Page 1 of 1
BogoMips
Posted: Tue Apr 24, 2007 2:49 pm
by GLneo
hi all, I think I know the answers to these questions but I would just like to hear it form someone who would know better: what are bogomips, how do I calculate them, and how can I use them?
thx!
Posted: Tue Apr 24, 2007 2:51 pm
by Brynet-Inc
It was apparently introduced by Linus Torvalds..
There is a page about it on Wikipedia, Summary reads as follows:
Wiki wrote:BogoMips (from "bogus" and MIPS) is an unscientific measurement of CPU speed made by the Linux kernel when it boots, to calibrate an internal busy-loop. An oft-quoted definition of the term is "the number of million times per second a processor can do absolutely nothing".
BogoMips can be used to see whether it is in the proper range for the particular processor, its clock frequency, and the potentially present CPU cache. It is not usable for performance comparison between different CPUs.
More here:
http://en.wikipedia.org/wiki/BogoMips
Hope this helps...
EDIT: Some source code for researching it is available here...
http://sweaglesw.com/~djwong/programs/bogomips/
EDIT2: It doesn't seem all that interesting..

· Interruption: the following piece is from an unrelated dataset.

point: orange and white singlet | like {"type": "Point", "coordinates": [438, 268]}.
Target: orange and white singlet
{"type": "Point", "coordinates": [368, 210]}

Posted: Tue Apr 24, 2007 4:38 pm
by GLneo
thanks, the links helped, i made this:
Code: Select all
#define LPS_PREC 8
unsigned long loops_per_jiffy = (1<<12);
extern unsigned int HZ; // should be 100
extern volatile unsigned long long total_ticks; // total tick count
extern void delay_loops(int loops);
void delay_loops(int loops)
{
long i;
for (i = loops; i >= 0 ; i--);
}
int calibrate_delay(void)
{
unsigned long ticks, loopbit;
int lps_precision = LPS_PREC;
loops_per_jiffy = (1<<12);
while (loops_per_jiffy <<= 1)
{
ticks = total_ticks;
while (ticks == total_ticks);
ticks = total_ticks;
delay_loops(loops_per_jiffy);
ticks = total_ticks - ticks;
if (ticks)
break;
}
loops_per_jiffy >>= 1;
loopbit = loops_per_jiffy;
while ( lps_precision-- && (loopbit >>= 1) )
{
loops_per_jiffy |= loopbit;
ticks = total_ticks;
while (ticks == total_ticks);
ticks = total_ticks;
delay_loops(loops_per_jiffy);
if (total_ticks != ticks)
loops_per_jiffy &= ~loopbit;
}
return loops_per_jiffy/(500000/HZ);
}
this code always returns zero ( loops_per_jiffy = 4096 at end ) but i cant tell whats wrong, is there an easyr way?
thx!
Posted: Tue Apr 24, 2007 5:02 pm
by Brynet-Inc
Well I see you changed all "clock()" function calls to some apparently unset variable named "total_ticks"..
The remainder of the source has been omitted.